Open source software has always been propelled by the vague notion that it will improve the commons, that the implicit or higher-order collaboration resulting from showing and sharing your work leads to better projects, successful companies, more ambitious ideas, greater futures. If we all stand on the shoulders of giants, then some of us will find things up there. And sure, fine – that’s a utopian vision we could all use a bit more of, especially after recent events. Dorsey’s reflections on Twitter’s turmoil last week concluded, “We did the right thing for the public company business at the time, but the wrong thing for the internet and society.” There’s a tension to resolve there, sure. But I am also going to take it a step further: In a world peppered with bored billionaires, lack of open access becomes an existential risk that could suddenly wipe it all out.

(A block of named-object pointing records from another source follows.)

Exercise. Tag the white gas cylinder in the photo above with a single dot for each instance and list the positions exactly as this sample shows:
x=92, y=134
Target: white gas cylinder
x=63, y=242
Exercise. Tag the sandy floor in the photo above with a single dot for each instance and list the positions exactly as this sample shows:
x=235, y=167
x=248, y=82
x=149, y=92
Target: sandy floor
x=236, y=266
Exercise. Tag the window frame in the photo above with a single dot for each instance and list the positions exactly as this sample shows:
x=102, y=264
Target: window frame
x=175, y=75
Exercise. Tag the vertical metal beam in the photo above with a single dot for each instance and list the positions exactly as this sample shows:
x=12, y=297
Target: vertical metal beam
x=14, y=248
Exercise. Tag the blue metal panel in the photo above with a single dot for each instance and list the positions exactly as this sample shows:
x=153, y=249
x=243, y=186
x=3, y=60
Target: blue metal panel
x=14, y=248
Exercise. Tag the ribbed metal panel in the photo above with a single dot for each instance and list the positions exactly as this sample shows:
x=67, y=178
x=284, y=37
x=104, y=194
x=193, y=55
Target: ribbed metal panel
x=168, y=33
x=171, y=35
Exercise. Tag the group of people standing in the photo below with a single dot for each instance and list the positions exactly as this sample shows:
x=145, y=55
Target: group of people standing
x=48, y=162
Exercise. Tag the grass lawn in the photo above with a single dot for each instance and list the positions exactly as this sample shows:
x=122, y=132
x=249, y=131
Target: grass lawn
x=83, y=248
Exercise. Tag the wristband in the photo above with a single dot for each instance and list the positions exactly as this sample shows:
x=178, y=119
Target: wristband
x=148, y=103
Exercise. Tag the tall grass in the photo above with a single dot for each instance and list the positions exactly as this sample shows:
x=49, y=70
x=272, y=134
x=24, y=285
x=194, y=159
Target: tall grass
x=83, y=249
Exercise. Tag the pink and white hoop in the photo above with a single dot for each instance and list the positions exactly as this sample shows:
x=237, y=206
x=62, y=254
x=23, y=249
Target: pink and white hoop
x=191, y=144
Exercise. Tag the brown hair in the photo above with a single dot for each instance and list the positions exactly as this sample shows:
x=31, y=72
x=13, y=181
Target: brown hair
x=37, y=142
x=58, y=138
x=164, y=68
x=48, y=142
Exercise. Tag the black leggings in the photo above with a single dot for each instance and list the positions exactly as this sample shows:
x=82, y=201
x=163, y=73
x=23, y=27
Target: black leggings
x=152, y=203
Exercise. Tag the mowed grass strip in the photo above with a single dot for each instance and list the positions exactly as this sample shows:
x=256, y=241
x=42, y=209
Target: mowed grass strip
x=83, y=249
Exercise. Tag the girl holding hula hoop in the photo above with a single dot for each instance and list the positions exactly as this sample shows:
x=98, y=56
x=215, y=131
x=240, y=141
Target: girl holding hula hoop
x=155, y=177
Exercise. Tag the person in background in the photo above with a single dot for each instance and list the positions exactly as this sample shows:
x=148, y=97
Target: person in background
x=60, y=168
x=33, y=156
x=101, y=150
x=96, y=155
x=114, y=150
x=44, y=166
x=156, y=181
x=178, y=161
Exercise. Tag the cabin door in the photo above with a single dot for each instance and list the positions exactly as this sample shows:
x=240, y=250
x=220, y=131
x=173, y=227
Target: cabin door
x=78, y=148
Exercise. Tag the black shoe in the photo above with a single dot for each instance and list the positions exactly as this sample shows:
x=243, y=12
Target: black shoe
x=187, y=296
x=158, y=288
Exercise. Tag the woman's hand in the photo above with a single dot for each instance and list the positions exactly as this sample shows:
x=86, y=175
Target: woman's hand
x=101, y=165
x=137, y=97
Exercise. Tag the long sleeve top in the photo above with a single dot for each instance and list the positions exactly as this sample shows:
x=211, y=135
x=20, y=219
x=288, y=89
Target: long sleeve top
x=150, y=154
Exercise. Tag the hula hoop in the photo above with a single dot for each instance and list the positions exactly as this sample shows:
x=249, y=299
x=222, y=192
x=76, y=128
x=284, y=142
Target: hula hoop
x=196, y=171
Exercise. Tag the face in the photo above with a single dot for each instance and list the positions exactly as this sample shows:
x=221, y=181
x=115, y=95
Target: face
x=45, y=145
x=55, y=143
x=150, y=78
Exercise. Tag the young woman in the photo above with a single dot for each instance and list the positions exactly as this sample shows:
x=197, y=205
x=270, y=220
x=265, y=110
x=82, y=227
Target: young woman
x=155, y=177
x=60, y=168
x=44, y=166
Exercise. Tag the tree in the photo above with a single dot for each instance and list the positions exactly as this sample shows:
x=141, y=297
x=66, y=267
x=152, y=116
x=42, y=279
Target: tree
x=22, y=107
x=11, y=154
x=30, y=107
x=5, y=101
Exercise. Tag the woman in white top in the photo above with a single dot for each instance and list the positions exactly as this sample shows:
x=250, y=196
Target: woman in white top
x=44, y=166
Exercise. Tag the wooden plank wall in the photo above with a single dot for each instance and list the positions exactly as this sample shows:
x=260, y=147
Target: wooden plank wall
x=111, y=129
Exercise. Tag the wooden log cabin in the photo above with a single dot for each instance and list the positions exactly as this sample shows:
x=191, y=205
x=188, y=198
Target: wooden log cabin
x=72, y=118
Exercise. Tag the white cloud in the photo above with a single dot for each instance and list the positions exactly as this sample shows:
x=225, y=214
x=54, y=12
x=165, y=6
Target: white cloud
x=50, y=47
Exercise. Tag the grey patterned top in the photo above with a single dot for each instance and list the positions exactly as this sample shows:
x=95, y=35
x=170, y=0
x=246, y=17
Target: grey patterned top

For decades now, technology has measured achievement in things like funding rounds, company valuations, potential market, active users, downloads, and yes, stock prices. But these are all units of capitalism. One level deeper, should you choose to further interrogate it, the platform for the platform is just money. Who cares? We already know how this one goes.
Capital can kill code. Capital can kill anything. So if what you have created is important, then so long as billionaires still exist, you are going to need to turn it into something that can’t be bought. An idea that can’t be killed is more valuable than an idea that can be killed, and the only thing that billions of dollars cannot kill is something that cannot have a price tag to begin with, because it exists in abundance, endlessly replicating as it spreads across the world.